To Krugman’s point, even Federal Reserve Chair Jerome Powell has chimed in on the coin question, albeit just to dismiss the idea. "There are no rabbits to be pulled out of hats here," he said when questioned about the topic at a meeting of a House Financial Services Committee meeting in early March. "That would be a rabbit coming out of a hat."

Krugman also noted that the complexity of his new solution, premium bonds, could be a good thing. He believes the Treasury could offer premium bonds, or bonds that trade higher than their face value due to a high coupon rate relative to prevailing market rates, and raise money without increasing the national debt.

“In my experience, if you try to explain all this, people's eyes glaze over—which is good!

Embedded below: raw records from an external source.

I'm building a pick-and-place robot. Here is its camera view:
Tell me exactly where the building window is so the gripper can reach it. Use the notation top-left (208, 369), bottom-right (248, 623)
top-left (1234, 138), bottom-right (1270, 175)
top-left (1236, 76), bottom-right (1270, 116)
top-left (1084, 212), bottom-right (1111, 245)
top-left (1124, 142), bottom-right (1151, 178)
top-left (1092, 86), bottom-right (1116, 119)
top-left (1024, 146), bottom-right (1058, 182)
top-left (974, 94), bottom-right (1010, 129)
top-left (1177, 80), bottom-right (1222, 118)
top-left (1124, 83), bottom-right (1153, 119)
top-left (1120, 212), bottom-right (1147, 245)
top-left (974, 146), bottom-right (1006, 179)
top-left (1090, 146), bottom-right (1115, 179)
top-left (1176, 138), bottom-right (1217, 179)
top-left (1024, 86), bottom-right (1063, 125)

Hard to get outraged over something that baffles you,” he argued, adding that “nobody understands premium bonds, while people think—wrongly—that they understand the coin [to be inflationary].”

Krugman’s potential solution comes after Janet Yellen warned in a letter to Congress on Monday that in less than a month, the U.S. won’t be able to pay its bills. Since the federal government hit its $31.4 trillion debt limit back in June, the Treasury Secretary explained that she has relied on “extraordinary measures” to continue meeting its obligations—but that can’t continue forever. 

“If Congress fails to increase the debt limit, it would cause severe hardship to American families, harm our global leadership position, and raise questions about our ability to defend our national security interests,” she wrote.

The debt ceiling debate has grown increasingly heated in Washington over the past few months, with Republicans pushing for strict spending cuts in a bill that Democrats have labeled a “ransom note,” while the Biden administration insists the debt ceiling must be lifted with no strings attached. Biden aides even recently began debating whether the debt ceiling in and of itself is unconstitutional. They point to the 14th Amendment, which they argue requires the Treasury to continue issuing new debt to pay bondholders, Social Security recipients, and government employees, even if Congress fails to lift the debt ceiling.

Either way, if lawmakers can’t come to an agreement and the U.S. is forced to default on its debts, Moody’s Analytics found, nearly 6 million jobs and $12 trillion in household wealth would be lost. And Krugman warned in an April Times op-ed that failing to raise the debt limit could lead to “disastrous consequences" globally as well.

"At minimum, it would disrupt the functioning of the federal government. At worst, it would precipitate a global financial crisis, possibly as bad or worse than the crisis of 2008," he wrote.